Disparu à 74 ans, Jérôme Ollandet a eu droit à tous les honneurs le 21 décembre au Palais des Congrès de Brazzaville, en présence du chef de l’État congolais, Denis Sassou N’Guesso
La fin s’est écrite à Évreux, en France, en ce mois de décembre. Assurément, une grande perte pour sa famille et ses amis, mais aussi pour le monde universitaire et diplomatique congolais et d’Afrique centrale. Bien que discret, réservé et humble, et donc peu connu du grand public, Jérôme Ollandet était un acteur de tout premier plan de l’histoire et de la diplomatie du Congo. Et c’est d’ailleurs à ce titre qu’il a eu droit à tous les honneurs le 21 décembre au Palais des Congrès de Brazzaville, en présence du chef de l’État congolais, Denis Sassou N’Guesso.
Une passion pour l’histoire
Historien, juriste et diplomate, Jérôme Ollandet était tout cela à la fois. Né le 27 décembre 1943 à Oyomi, un village situé à quelque 72 kilomètres d’Owando, le chef-lieu du département de la Cuvette, il avait choisi d’étudier, après ses études secondaires, trois disciplines : l’histoire, le droit et l’enseignement. Trois passions qui nourriront sa réflexion, ses écrits et ses actions et orienteront sa carrière professionnelle tout au long de sa vie.
Après avoir passé son Capes en 1973, à l’École nationale supérieure de Brazzaville, il obtient une licence d’histoire en 1972, puis une de droit public en 1974, à l’université de Brazzaville. Cerise sur le gâteau, il décroche un doctorat d’histoire à l’université Paul-Valéry de Montpellier (France) en 1981. Son sujet « Les contacts entre Mbochi et Téké », fut l’un de ses thèmes de recherche favoris.
C’est dans l’enseignement qu’il commence sa carrière en 1973. Il sera, entre autres, proviseur du lycée Champagnat de Makoua, une ville située au nord d’Owando, dans la Cuvette, directeur des examens et concours, ainsi qu’enseignant chercheur à l’université Marien-Ngouabi. La recherche, Jérôme Ollandet l’a consacrée principalement à l’histoire du Congo, notamment à la partie nord du pays, et à la sous-région.

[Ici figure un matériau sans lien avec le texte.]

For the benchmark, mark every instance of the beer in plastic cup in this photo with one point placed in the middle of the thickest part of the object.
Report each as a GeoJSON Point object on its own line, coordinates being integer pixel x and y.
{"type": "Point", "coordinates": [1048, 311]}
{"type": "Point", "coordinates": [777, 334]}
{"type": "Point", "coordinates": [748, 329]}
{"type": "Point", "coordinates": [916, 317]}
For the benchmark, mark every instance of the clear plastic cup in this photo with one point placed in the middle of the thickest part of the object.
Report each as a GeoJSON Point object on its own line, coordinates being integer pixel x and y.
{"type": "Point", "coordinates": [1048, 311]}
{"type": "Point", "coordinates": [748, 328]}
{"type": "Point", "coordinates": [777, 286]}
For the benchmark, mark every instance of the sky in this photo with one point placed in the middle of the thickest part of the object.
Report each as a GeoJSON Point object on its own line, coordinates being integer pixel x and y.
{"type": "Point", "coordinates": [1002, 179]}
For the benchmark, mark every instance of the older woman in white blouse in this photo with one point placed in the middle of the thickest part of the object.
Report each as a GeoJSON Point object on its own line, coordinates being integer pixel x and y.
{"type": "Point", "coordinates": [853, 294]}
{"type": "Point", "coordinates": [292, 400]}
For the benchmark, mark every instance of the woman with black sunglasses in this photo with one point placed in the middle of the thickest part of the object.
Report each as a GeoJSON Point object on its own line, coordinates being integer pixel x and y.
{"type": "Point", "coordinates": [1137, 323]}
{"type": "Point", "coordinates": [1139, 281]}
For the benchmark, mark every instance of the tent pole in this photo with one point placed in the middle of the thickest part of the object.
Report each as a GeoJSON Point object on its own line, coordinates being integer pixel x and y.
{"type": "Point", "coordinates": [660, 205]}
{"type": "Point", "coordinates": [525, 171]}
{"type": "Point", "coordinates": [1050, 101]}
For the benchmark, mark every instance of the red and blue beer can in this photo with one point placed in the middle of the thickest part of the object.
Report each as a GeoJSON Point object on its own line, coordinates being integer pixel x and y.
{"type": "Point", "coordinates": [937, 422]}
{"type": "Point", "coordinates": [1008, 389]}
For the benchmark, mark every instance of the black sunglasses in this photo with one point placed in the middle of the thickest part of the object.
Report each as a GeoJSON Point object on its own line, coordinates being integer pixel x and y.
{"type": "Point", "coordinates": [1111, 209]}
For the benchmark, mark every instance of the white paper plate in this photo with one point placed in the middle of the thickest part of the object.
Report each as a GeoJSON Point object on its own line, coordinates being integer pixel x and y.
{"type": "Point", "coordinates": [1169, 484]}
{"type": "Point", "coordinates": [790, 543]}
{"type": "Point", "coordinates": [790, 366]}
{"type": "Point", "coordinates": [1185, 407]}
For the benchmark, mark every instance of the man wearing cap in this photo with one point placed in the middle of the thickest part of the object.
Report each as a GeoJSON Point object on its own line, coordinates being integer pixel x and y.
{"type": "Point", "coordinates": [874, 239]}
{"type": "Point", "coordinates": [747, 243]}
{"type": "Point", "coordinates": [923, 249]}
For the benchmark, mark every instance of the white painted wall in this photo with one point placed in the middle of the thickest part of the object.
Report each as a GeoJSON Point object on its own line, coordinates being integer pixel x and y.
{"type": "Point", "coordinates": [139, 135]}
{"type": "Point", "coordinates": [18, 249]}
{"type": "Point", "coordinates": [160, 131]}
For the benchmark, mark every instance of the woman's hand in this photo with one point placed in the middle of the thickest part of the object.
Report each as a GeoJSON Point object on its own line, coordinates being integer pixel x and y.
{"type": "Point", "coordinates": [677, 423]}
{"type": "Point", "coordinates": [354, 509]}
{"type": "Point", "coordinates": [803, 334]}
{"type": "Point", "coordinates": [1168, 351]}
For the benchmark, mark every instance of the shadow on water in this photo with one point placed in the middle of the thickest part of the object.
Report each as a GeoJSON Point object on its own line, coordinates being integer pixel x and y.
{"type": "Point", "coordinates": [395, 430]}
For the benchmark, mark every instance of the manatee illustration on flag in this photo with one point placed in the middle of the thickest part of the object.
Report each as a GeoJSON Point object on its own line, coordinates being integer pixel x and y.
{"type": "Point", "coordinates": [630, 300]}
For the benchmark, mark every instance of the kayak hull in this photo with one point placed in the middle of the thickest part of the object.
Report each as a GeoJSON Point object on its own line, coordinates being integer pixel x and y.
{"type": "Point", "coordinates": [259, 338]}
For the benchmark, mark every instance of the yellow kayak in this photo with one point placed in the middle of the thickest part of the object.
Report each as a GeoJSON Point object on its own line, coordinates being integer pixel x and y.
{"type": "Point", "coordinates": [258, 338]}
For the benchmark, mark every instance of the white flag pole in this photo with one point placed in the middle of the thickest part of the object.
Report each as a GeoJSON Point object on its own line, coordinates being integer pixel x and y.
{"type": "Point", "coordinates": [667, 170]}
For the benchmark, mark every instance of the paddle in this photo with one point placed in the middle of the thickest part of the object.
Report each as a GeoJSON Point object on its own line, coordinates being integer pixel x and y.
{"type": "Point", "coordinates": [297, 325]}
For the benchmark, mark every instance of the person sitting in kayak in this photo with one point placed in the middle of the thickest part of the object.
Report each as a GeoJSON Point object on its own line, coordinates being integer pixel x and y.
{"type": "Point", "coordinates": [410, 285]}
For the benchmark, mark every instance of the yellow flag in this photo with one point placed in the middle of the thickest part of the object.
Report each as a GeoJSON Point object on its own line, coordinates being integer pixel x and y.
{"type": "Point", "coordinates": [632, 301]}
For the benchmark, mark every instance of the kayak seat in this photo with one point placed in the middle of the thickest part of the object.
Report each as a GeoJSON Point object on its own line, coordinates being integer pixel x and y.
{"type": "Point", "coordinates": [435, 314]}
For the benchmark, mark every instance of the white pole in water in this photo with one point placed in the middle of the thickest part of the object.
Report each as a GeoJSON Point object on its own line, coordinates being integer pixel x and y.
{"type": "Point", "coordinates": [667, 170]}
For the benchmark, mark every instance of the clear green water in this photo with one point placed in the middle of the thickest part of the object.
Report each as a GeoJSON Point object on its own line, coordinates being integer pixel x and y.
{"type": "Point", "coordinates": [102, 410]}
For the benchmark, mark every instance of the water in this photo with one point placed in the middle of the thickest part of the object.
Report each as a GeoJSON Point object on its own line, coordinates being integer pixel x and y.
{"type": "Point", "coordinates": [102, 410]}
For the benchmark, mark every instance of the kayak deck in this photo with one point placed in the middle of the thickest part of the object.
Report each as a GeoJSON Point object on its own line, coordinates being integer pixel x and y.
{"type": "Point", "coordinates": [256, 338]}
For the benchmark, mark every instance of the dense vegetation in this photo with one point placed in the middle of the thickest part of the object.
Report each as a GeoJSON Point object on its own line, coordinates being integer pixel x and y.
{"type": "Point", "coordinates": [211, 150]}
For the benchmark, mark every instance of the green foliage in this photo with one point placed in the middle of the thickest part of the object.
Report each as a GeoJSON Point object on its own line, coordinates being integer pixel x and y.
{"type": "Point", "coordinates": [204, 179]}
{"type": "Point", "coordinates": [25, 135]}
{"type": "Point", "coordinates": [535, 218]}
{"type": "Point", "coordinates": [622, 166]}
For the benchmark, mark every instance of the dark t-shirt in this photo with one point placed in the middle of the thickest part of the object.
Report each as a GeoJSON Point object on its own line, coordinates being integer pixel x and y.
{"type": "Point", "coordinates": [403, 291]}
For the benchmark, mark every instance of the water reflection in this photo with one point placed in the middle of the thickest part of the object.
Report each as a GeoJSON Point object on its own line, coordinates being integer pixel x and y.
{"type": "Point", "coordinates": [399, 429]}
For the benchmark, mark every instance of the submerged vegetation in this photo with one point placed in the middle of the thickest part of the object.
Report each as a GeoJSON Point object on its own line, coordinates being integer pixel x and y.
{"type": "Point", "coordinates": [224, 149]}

Mais l’historien était aussi passionné par la diplomatie. Jérôme Ollandet a assumé, de 1998 à 2001, les fonctions de secrétaire général du ministère des Affaires étrangères, après avoir été ambassadeur du Congo en Guinée équatoriale, au Cameroun, au Sénégal, au Mali, au Burkina Faso, au Cap-Vert, en Gambie, en Guinée-Bissau, en République centrafricaine et au Tchad. De tous les pays où il a séjourné, c’est au Cameroun, où il se rendra à plusieurs reprises, qu’il « s’est fait le plus de relations et d’amis. Il a une famille amie là-bas », insiste son fils Francis, le benjamin des sept enfants que Jérôme a eus avec son épouse Julienne Ossombi, professeure de lettres. En témoigne ce jeune Congolais sur Facebook : « Il a été pour moi un papa dont je n’oublierai jamais les bienfaits. Quand il était ambassadeur du Congo au Cameroun, j’ai vécu chez lui à Yaoundé pendant que je fréquentais le collège du Sacré Cœur de Makak, à plus de 100 kilomètres de la capitale camerounaise. J’ai tant appris de son humilité… »
Une carrière politique au service du Congo
Devenu ambassadeur itinérant en 2001, Jérôme Ollandet a suivi à ce titre plusieurs dossiers dont ceux de la Conférence internationale pour la région des Grands Lacs, dont « il fut l’un des pères fondateurs et dont il a assisté à la plupart des grandes conférences. Si le Congo est aujourd’hui à la tête de cette institution, c’est parce que mon père a convaincu le président d’intégrer ce mouvement. La question des Grands Lacs fut son dernier combat. Il a beaucoup fait pour que des compagnies comme Kenya Airways ou Ethiopian Airlines desservent le Congo, pour ne pas laisser la seule place à Air France, après la mort d’Air Afrique. L’échec d’Ecair l’a beaucoup contrarié », indique son fils.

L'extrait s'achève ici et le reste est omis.